Not so Caleb Balderstone. If worldly profit could have consoled the old man, his age was better provided for than his earlier years had ever been; but life had lost to him its salt and its savour. His whole course of ideas, his feelings, whether of pride or of apprehension, of pleasure or of pain, had all arisen from its close connexion with the family which was now extinguished. He held up his head no longer, forsook all his usual haunts and occupations, and seemed only to find pleasure in moping about those apartments in the old castle which the Master of Ravenswood had last inhabited. He ate without refreshment, and slumbered without repose; and, with a fidelity sometimes displayed by the canine race, but seldom by human beings, he pined and died within a year after the catastrophe which we have narrated.

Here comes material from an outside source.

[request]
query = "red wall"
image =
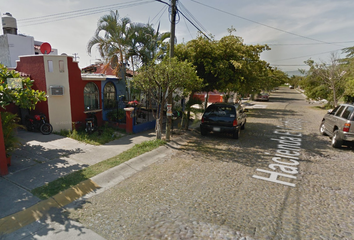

The family of Ashton did not long survive that of Ravenswood. Sir William Ashton outlived his eldest son, the Colonel, who was slain in a duel in Flanders; and Henry, by whom he was succeeded, died unmarried. Lady Ashton lived to the verge of extreme old age, the only survivor of the group of unhappy persons whose misfortunes were owing to her implacability. That she might internally feel compunction, and reconcile herself with Heaven, whom she had offended, we will not, and we dare not, deny; but to those around her she did not evince the slightest symptom either of repentance or remorse. In all external appearance she bore the same bold, haughty, unbending character which she had displayed before these unhappy events. A splendid marble monument records her name, titles, and virtues, while her victims remain undistinguished by tomb or epitaph.